Citing “despicable” Facebook advertisements promoting great replacement theory Stefanik utilized in 2021, in which she said “radical Democrats are planning their most aggressive move yet: a permanent election insurrection”, the Republican congressman Adam Kinzinger blasted his House colleague.

“Did you know: @EliseStefanik pushes white replacement theory? The #3 in the house GOP @Liz_Cheney got removed for demanding truth. @GOPLeader should be asked about this,” he said in a tweet, referring to Wyoming Republican Cheney’s ousting by the House minority leader, Kevin McCarthy, over her place on the 6 January panel.

Kinzinger, of Illinois, is the only other Republican on the House committee looking into Donald Trump’s efforts to overturn his election defeat to Joe Biden. He also attacked Stefanik this week for a tweet in which she accused Democrats of being “pedo grifters” – meaning pedophiles – for providing baby formula for immigrant babies at the southern border during a national shortage.

Republican Senate candidate JD Vance is another vocal exponent of the discredited theory.
The Republican Senate candidate JD Vance is another vocal exponent of the discredited theory. Photograph: Joe Maiorana/AP

Meanwhile Vance, who credits the former president’s endorsement for helping him to victory in last week’s Ohio primary, is another vocal exponent of the discredited theory.

“You’re talking about a shift in the democratic makeup of this country that would mean we never win, meaning Republicans would never win a national election in this country ever again,” he claimed at a campaign event in Portsmouth last month.

Josh Mandel, who was defeated by Vance, went even further in an interview on Breitbart in October.

“This is about changing the face of America, figuratively and literally.
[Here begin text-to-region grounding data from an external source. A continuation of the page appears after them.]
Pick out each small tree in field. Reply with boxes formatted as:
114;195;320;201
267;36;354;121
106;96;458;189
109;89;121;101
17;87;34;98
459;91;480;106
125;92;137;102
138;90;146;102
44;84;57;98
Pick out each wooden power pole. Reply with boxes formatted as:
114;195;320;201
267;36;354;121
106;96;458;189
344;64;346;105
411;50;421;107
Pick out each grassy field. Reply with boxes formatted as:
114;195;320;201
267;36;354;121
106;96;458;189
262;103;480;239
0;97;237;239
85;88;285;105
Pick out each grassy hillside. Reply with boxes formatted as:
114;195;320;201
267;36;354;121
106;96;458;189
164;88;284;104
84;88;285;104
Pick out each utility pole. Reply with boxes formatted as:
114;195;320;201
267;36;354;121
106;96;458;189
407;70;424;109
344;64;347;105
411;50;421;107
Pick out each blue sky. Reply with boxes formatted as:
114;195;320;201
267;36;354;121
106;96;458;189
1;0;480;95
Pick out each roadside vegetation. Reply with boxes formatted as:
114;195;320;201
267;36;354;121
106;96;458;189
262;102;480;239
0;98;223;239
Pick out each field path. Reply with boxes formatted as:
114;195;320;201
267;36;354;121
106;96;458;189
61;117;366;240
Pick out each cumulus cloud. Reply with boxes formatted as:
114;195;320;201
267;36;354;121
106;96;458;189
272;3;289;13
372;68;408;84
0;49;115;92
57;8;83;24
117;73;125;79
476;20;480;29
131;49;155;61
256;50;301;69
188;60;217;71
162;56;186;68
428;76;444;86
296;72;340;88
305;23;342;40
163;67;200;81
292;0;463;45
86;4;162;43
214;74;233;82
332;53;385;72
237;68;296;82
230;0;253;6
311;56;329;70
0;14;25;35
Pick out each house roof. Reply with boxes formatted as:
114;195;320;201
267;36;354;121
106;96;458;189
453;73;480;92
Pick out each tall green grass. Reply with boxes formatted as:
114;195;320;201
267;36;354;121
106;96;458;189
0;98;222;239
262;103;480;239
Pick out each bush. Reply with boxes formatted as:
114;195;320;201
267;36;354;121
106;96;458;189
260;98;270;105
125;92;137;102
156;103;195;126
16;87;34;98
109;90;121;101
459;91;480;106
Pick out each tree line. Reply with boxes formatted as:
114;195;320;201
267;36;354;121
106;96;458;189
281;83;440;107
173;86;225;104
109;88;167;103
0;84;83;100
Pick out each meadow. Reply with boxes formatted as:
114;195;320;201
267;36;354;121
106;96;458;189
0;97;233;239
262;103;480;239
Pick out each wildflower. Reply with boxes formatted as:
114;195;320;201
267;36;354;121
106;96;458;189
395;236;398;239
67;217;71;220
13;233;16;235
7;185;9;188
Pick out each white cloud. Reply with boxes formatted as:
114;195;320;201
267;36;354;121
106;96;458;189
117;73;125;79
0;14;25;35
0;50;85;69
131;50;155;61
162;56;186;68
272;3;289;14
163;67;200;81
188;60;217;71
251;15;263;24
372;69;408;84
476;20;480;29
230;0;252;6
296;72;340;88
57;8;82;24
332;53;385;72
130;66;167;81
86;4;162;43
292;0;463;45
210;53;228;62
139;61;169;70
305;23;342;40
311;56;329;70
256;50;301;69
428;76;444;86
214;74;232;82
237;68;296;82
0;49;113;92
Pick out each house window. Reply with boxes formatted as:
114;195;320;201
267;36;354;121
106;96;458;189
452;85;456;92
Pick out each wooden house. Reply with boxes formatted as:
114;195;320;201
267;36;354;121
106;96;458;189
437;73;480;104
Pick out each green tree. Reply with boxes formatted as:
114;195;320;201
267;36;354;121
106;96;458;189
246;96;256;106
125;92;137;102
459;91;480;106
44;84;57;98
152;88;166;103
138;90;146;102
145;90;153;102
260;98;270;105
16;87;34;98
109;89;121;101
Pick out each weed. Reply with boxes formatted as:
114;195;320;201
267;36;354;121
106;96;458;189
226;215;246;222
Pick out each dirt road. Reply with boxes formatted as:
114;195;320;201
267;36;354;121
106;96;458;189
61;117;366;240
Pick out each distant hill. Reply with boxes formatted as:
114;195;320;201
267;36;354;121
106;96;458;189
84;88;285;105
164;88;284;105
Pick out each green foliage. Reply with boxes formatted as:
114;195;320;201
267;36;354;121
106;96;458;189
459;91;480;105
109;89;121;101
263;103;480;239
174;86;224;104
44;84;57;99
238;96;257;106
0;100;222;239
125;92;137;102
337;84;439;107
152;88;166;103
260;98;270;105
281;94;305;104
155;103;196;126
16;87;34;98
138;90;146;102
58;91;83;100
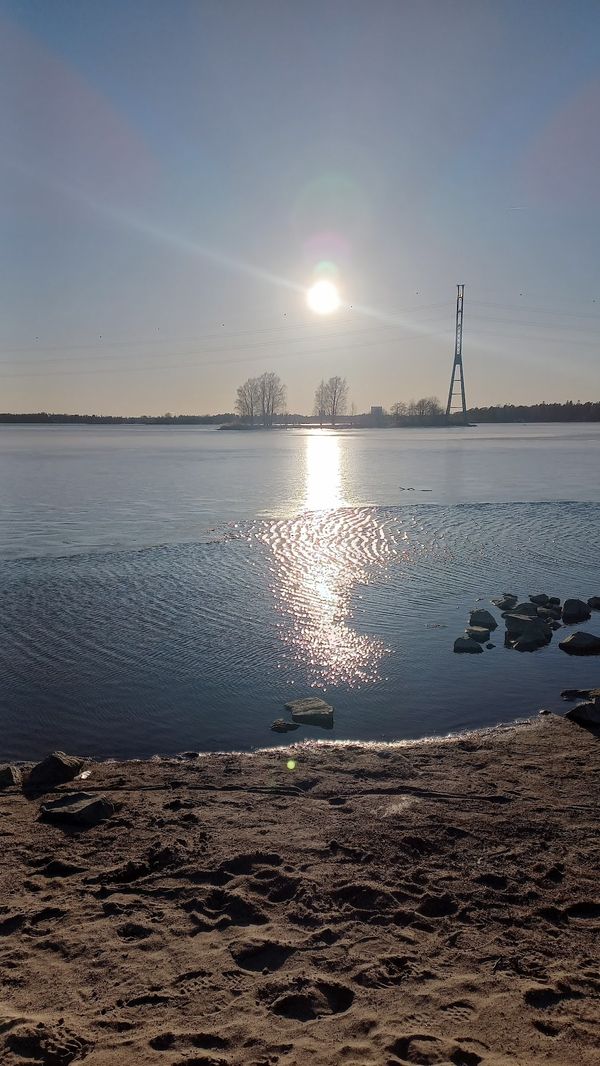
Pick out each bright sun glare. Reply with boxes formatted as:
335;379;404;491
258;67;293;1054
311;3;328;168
306;279;341;315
They are trying to change our culture, change our demographics and change our electorate. This is all about power,” he said, without acknowledging that only US citizens can vote, and the path to citizenship can take legal immigrants many years.
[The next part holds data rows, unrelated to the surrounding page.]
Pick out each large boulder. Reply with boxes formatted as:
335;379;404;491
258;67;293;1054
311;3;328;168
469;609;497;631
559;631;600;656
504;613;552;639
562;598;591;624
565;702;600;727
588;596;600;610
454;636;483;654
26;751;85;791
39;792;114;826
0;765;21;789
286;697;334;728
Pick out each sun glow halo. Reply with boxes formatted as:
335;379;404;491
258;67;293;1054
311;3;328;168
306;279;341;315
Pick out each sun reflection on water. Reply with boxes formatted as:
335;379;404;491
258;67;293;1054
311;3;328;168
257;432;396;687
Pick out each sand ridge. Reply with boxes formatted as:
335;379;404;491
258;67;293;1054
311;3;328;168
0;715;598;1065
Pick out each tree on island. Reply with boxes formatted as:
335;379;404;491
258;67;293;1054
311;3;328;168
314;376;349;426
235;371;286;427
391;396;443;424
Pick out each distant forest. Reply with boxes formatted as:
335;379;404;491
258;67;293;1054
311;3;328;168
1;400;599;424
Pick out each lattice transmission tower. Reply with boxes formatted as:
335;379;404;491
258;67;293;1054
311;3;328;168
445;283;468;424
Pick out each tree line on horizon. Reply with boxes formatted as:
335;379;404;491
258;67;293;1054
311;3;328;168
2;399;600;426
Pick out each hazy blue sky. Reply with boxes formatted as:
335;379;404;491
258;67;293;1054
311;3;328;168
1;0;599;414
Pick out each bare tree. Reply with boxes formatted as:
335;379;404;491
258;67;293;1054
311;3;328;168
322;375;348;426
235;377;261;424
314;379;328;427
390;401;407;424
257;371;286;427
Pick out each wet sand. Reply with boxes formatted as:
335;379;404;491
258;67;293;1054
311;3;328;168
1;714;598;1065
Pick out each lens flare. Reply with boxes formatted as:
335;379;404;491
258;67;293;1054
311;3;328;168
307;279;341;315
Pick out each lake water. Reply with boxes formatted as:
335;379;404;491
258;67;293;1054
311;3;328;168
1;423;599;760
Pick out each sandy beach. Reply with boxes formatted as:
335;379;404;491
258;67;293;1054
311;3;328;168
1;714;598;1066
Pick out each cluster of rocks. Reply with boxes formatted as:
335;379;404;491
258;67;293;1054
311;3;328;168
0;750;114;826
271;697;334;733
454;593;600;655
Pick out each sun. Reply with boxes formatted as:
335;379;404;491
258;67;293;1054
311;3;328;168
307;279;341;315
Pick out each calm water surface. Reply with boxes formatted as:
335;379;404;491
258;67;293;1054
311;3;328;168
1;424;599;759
In a study of the history of great replacement theory in Republican circles, Vice notes that it “isn’t new to American politicians”. In 2017, the Iowa congressman Steve King, a fierce Trump loyalist, said in a tweet: “We can’t restore our civilization with somebody else’s babies.”

Arguably the biggest rightwing apologist for great replacement theory, however, is Carlson, the Fox News host.

On his show last year, he stated: “Demographic change is the key to the Democratic party’s political ambitions. In order to win and maintain power, Democrats plan to change the population of the country.”

His “nefarious” stance, the Washington Post columnist Greg Sargent wrote: “exposes the ideological underbelly of the broader right-wing populist nationalist movement that he and his defenders champion”.

Buffalo was not the first time a mass shooter with white supremacist motivations had cited great replacement theory. It also featured in the manifesto of a gunman who slaughtered 51 Muslims at two mosques in Christchurch, New Zealand, in March 2019.

After the Christchurch murders, the UK-based Institute for Strategic Dialogue (ISD), a counter-extremist organization, issued a report that found the once-obscure ideology was promoted so effectively by the far right that it became ingrained in political discourse, and that social media references doubled in four years to more than 1.5m Twitter mentions alone.

“It’s shocking to see the extent to which extreme-right concepts such as the great replacement theory and calls for ‘remigration’ have entered mainstream political discourse and are now referenced by politicians who head states and sit in parliaments,” Julia Ebner, the report’s co-author, said at the time.

The effect of the backlash against US politicians promoting the theory following the Buffalo attack remains to be seen. The pugilistic Stefanik, for example, was not backing down on Sunday, making no mention of the massacre in her home state as she retweeted criticism of Democrats over the baby formula shortage.

Her only social media comment to date, a single tweet on Saturday, failed to acknowledge the race of most of the victims, or the circumstances or motivation for the shooting.